Every year, the NCAA Men’s Basketball Rules Committee meets and suggests changes to the rule book, as well as “interpretations” and “points of emphasis.” What do these mean, and what are the relevant changes for the 2016-17 season?
The NCAA issued a helpful video about changes for the coming season, which you can view below, and I’ll have some commentary about the changes as well.
A minor tweak to the “live ball timeouts” rule
Last year, the Rules Committee changed the rules regarding timeouts, forbidding coaches from calling a timeout during a live-ball situation. This meant that, while the ball is in play, only the players on the floor could call a timeout.
The NCAA slightly tweaked that rule for 2016-17, allowing coaches to call a timeout during an inbounds play. Last year, once the officials began the five-second count, a coach could not call a timeout. For the coming year, coaches still can’t call a timeout once the ball is inbounded, but they can now call a timeout while the ball is out of bounds. This means that a coach can call a timeout if his team is about to incur a five-second violation.
It’s a minor change, but now coaches don’t have to depend on their players to avoid getting a five-second call.
Interpretation of the “restricted arc” rule for players attempting to block a shot
The Rules Committee also issued an “interpretation” regarding the restricted area inside the lane.
An “interpretation” means that the committee is clarifying a previous rule that might not have been clear. In this instance, the interpretation concerns the restricted arc. Under the previous rules, a defender inside the restricted arc could not take a charge and any contact with an offensive player would result in a blocking foul being called.
Now, so long as the defender maintains verticality (meaning he jumps straight up and holds his arms straight up in an attempt to block a shot), that defender will not be called for a blocking foul even if he is inside the restricted area. This interpretation effectively prevents an offensive player from picking up a cheap foul by leaning into a shot blocker who leapt from inside the restricted arc. But a defender who remains grounded is still subject to the rules concerning the restricted arc. So, too, is a defender who leaps out toward an offensive player, or who extends his arms parallel to the floor (Note: if you’re a stickler for the rulebook, this kind of play is also a blocking foul if the defender is outside the restricted arc).
The “vertical cylinder”
Another rule interpretation concerns the “vertical cylinder,” or in layman’s terms a player’s personal space. So long as an offensive player’s forearms are more vertical than horizontal, he can freely move the ball from one side of his body to the other, and if a defender makes contact with him it’s a defensive foul so long as the offensive player’s contact is not excessive and unnecessary.

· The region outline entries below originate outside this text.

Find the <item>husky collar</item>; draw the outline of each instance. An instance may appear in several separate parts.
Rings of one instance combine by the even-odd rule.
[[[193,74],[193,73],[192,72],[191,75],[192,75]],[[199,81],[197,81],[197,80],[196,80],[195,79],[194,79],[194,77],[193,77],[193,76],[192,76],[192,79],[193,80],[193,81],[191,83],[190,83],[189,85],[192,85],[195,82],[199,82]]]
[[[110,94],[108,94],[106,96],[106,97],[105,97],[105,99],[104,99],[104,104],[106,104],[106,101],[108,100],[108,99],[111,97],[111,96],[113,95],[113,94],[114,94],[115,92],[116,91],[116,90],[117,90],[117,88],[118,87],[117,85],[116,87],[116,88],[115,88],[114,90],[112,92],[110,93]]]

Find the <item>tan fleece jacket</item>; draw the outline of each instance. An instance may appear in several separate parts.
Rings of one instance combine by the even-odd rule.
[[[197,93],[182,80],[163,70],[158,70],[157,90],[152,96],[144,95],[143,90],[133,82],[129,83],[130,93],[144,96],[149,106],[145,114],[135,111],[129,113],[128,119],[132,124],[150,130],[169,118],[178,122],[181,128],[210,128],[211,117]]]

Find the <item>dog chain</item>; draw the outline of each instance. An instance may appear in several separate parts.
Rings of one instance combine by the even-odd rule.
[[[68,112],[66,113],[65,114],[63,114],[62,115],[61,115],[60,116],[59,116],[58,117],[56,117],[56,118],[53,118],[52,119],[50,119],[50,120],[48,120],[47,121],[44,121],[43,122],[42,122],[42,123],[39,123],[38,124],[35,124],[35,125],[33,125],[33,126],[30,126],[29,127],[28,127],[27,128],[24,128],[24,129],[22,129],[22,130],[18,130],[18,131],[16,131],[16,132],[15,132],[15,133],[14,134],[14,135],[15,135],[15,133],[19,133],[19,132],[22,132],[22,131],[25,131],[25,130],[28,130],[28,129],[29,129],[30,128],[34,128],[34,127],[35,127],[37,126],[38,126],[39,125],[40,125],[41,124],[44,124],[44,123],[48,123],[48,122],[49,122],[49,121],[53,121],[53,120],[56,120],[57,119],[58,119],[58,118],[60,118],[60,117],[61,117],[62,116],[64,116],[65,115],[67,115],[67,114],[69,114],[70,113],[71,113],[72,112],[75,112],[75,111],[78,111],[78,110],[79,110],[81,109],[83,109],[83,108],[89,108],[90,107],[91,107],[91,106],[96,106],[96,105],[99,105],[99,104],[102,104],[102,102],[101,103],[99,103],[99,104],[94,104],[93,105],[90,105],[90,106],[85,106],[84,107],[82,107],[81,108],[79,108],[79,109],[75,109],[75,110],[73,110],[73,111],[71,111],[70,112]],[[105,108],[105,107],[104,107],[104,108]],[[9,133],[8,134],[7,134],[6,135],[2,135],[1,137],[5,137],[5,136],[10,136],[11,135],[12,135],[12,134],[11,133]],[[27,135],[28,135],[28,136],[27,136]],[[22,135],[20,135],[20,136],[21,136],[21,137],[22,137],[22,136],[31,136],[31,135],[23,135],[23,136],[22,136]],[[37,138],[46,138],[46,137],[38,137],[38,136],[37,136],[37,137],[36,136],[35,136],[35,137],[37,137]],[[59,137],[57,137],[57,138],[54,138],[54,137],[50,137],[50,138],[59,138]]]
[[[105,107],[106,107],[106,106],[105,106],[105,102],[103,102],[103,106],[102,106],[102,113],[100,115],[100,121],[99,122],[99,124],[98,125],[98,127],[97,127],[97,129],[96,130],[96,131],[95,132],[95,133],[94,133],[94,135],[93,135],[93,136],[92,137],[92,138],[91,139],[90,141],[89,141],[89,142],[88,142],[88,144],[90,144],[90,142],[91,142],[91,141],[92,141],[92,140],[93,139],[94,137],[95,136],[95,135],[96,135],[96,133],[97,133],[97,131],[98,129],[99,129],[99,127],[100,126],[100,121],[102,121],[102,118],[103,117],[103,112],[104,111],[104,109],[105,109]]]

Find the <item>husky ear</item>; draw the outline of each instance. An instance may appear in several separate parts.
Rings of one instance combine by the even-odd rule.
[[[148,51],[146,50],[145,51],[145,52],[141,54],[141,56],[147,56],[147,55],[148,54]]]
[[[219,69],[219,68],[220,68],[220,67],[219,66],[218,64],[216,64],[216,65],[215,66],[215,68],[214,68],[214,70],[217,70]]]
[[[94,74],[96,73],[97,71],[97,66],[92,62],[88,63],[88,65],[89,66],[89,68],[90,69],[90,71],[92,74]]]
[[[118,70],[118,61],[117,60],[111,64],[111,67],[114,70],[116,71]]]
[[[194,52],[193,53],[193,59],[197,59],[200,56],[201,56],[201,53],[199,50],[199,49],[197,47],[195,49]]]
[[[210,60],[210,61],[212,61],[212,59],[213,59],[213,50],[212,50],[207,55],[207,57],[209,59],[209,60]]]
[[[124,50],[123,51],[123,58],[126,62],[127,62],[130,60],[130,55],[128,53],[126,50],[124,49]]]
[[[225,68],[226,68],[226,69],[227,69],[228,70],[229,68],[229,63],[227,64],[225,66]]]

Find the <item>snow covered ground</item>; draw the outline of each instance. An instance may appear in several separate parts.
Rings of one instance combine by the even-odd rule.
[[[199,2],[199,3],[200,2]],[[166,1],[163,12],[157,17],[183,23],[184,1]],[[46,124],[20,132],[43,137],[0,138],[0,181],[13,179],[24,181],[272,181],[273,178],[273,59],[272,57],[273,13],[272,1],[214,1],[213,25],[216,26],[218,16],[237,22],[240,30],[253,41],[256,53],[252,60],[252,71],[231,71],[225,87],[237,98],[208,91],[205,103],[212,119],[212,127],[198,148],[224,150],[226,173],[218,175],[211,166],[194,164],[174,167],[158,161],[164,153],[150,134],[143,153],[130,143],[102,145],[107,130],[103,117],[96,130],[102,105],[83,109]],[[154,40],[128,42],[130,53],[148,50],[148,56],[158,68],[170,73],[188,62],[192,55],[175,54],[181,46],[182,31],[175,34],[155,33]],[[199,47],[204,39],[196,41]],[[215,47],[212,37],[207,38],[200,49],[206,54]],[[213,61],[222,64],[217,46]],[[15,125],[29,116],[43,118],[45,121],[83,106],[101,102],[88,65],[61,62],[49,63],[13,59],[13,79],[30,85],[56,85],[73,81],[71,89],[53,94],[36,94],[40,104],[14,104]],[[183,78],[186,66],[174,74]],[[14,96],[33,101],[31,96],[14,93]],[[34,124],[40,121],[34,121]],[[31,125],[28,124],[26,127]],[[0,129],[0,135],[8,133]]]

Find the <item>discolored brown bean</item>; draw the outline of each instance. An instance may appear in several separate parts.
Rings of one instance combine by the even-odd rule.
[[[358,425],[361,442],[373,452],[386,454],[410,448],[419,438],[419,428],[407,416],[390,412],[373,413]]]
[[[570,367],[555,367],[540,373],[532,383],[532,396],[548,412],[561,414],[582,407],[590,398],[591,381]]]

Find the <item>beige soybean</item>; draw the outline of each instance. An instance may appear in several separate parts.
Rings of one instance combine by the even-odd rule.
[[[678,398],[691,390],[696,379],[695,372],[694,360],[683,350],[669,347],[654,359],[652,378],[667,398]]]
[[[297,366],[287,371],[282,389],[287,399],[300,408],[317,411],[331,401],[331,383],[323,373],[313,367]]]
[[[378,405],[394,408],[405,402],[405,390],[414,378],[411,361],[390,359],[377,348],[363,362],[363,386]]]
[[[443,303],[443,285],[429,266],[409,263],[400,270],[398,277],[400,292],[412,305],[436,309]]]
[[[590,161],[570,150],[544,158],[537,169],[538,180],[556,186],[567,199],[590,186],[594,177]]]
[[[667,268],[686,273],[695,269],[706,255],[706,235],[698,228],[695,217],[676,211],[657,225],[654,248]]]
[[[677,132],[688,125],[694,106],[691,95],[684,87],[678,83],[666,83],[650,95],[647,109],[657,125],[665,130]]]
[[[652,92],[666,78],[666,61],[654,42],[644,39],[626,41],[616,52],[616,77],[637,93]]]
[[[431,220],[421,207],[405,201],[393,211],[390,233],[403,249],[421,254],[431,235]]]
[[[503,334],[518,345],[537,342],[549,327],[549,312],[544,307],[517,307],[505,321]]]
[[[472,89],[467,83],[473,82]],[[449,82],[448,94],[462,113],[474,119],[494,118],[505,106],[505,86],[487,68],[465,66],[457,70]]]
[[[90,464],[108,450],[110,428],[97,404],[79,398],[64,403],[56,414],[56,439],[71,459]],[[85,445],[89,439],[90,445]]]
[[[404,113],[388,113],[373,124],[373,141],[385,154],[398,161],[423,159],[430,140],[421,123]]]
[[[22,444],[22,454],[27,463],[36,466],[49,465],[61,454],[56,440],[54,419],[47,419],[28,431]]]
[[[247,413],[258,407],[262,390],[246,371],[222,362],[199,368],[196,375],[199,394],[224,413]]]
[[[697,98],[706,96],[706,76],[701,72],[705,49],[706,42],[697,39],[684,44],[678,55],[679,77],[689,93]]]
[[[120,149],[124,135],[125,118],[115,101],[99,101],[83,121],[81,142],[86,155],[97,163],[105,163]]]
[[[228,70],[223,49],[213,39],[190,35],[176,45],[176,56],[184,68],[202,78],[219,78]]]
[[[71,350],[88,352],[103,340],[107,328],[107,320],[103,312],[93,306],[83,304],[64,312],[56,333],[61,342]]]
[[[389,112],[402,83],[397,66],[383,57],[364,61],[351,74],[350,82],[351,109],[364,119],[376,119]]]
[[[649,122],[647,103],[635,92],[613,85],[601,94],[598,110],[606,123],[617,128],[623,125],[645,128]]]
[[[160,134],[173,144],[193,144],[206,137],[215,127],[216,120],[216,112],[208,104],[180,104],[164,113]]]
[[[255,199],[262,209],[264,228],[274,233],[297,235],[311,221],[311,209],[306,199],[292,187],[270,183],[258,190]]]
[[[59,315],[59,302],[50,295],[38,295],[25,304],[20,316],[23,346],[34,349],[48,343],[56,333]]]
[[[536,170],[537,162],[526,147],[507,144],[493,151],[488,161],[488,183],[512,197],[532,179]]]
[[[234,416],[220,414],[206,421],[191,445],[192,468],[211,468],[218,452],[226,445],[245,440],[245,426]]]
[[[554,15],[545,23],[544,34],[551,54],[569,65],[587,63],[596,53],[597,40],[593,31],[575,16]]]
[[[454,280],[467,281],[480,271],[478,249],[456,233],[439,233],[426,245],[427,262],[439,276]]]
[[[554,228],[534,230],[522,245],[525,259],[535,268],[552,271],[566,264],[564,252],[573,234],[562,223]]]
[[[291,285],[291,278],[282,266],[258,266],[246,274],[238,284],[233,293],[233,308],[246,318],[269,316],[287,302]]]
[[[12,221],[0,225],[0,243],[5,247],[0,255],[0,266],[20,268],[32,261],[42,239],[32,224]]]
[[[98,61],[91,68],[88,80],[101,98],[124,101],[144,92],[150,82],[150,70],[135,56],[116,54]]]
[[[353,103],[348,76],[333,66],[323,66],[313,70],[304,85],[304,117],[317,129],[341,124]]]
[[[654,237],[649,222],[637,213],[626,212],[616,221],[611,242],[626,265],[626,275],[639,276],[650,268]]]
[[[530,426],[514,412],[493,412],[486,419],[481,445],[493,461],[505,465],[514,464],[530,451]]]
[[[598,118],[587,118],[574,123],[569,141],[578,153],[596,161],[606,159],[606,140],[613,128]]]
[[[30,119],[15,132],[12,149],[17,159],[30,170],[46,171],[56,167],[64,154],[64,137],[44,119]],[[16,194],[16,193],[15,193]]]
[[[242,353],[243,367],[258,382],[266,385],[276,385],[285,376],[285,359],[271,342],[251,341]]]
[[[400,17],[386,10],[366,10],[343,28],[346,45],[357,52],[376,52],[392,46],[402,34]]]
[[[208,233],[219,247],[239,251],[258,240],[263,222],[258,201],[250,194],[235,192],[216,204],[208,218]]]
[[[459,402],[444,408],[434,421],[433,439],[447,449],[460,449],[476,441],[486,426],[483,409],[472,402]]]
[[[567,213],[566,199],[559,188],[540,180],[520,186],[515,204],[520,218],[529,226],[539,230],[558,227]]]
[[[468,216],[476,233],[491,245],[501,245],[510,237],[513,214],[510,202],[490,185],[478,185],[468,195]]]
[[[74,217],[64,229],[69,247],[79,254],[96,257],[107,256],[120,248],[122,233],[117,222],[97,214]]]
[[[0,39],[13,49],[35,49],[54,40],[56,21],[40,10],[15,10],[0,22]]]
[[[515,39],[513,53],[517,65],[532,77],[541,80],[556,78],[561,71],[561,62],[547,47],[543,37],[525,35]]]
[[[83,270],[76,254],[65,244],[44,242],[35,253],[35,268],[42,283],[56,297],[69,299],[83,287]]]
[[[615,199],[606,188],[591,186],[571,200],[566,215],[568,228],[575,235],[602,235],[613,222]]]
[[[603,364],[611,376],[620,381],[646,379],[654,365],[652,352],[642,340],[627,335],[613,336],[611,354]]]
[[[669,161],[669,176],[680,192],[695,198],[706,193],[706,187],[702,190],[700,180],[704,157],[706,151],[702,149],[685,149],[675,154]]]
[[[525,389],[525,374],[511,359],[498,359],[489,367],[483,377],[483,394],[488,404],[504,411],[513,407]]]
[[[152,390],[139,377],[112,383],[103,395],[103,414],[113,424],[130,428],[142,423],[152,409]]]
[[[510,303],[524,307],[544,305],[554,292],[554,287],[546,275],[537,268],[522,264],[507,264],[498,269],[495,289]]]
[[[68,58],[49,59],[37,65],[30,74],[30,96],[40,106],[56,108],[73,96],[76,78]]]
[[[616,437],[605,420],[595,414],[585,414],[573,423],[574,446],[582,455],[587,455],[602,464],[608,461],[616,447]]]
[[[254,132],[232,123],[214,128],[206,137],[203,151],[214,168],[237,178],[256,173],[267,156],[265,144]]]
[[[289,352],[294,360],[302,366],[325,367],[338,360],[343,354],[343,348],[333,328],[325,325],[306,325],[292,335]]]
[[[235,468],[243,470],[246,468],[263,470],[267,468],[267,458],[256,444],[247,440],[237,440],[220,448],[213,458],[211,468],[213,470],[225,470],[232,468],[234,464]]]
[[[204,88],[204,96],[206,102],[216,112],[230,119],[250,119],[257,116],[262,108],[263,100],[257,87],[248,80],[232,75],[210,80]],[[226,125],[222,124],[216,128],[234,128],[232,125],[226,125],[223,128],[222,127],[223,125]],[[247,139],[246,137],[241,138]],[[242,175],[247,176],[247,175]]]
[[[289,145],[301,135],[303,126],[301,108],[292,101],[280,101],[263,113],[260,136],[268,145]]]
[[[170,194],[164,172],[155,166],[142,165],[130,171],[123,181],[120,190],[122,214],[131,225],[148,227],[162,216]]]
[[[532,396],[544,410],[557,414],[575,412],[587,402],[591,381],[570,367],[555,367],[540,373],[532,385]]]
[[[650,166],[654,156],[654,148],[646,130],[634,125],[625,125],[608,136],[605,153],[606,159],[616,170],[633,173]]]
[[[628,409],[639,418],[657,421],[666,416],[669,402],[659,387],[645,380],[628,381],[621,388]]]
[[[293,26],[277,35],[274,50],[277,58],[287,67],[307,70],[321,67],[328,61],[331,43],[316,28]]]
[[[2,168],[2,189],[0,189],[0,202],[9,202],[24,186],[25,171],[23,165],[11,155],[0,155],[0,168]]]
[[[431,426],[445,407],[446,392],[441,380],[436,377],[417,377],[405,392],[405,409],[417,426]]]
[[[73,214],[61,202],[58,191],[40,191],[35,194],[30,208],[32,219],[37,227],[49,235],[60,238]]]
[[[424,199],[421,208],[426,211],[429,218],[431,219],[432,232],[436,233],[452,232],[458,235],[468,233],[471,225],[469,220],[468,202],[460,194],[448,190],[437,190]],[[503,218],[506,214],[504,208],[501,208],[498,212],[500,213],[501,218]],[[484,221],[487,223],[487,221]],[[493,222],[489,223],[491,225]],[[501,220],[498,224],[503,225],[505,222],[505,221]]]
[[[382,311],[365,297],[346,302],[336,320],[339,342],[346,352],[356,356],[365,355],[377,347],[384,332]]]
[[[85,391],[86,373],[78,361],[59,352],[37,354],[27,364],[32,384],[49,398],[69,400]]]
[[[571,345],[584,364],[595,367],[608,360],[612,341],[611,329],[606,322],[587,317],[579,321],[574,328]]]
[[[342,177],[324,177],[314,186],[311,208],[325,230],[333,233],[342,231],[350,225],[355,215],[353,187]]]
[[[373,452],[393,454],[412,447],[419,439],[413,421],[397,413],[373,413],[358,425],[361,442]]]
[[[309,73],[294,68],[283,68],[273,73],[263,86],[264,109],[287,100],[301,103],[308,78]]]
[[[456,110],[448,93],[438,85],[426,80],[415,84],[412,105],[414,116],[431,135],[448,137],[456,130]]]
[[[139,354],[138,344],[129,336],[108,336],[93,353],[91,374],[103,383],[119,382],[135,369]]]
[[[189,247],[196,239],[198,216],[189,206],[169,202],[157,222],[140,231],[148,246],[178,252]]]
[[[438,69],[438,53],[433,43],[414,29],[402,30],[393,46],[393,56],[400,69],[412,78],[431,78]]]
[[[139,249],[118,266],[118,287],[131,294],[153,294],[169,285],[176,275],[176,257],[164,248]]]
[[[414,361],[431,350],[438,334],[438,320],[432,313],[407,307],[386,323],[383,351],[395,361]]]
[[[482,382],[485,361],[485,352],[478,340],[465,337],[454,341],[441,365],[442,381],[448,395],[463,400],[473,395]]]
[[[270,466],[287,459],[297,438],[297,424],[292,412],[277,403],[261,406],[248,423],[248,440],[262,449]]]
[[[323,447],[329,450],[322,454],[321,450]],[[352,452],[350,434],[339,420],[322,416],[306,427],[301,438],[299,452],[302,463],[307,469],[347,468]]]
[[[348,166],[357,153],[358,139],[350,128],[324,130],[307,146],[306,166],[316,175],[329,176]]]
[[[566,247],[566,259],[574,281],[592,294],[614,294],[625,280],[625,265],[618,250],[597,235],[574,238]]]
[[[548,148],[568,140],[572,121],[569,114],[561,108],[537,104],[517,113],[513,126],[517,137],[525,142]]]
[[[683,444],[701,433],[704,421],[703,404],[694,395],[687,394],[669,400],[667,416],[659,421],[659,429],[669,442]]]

In recent years, defensive players had been (usually at the instruction of their coaches) been drawing cheap flagrant fouls by getting in an offensive player’s grill and drawing contact with the offensive player’s elbow when he tried to move (usually, there was an egregious flop in there.) Now, so long as the offensive player doesn’t make excessive contact — meaning, basically, so long as he doesn’t purposely knock the defender in the jaw with his elbow — and he’s making a normal basketball play, such contact is a defensive foul. However, if the offensive player’s forearms are horizontal to the ground and there’s contact, it’s an offensive foul. This rule also goes the other way, as well, and prohibits an offensive player from invading the vertical cylinder of a defender who’s in proper position.
“Points of emphasis” on physical play and traveling
What are points of emphasis? They’re not really rule changes, but directives to enforce the rules that are already on the books. This year, the NCAA has issued points of emphasis regarding physicality on post play and rebounding, as well as “freedom of movement” regarding contact with cutters and illegal screens.
Weren’t these points of emphasis last year? Well, yes, and they still are. Think of it like a highway, where the speed limit is 65 miles per hour. But let’s say that the average driver is going 75 mph, and the local police department has gotten into the habit of only ticketing people who are going 80, even though going 75 (or even 70) is also against the law. So the police chief, or the NCAA in this case, issues a directive to his officers to start writing tickets for people going 70-75 mph.
What happens is that either drivers will adjust their behavior in reaction to increased enforcement — or they don’t, and traffic cops are left with the unappealing options of either writing a ton of speeding tickets or just going back to their old habits of only ticketing the most egregious offenders and letting the minor violations slide. It turns out that while a lot of fans and coaches didn’t like all the physical play in the game, they didn’t exactly like ballgames turning into foul-shooting contests with players getting disqualified left and right, either.
And if you watched the SEC last year, a frequent complaint was that the officiating just varied so much from game to game that it became annoyingly impossible to figure out how the game was going to be officiated on a nightly basis. One night, the refs would be the rough equivalent of cops ticketing people for going 66 in a 65; the next night, anything short of murder would be met with a shrug and a “let ‘em play.” The simplest fix to officiating in the game would be consistency.
A final point of emphasis has to do with traveling; all too often, players “reset” their feet when catching the ball without dribbling, and since this does create an advantage for the offense officials are instructed to call a travel.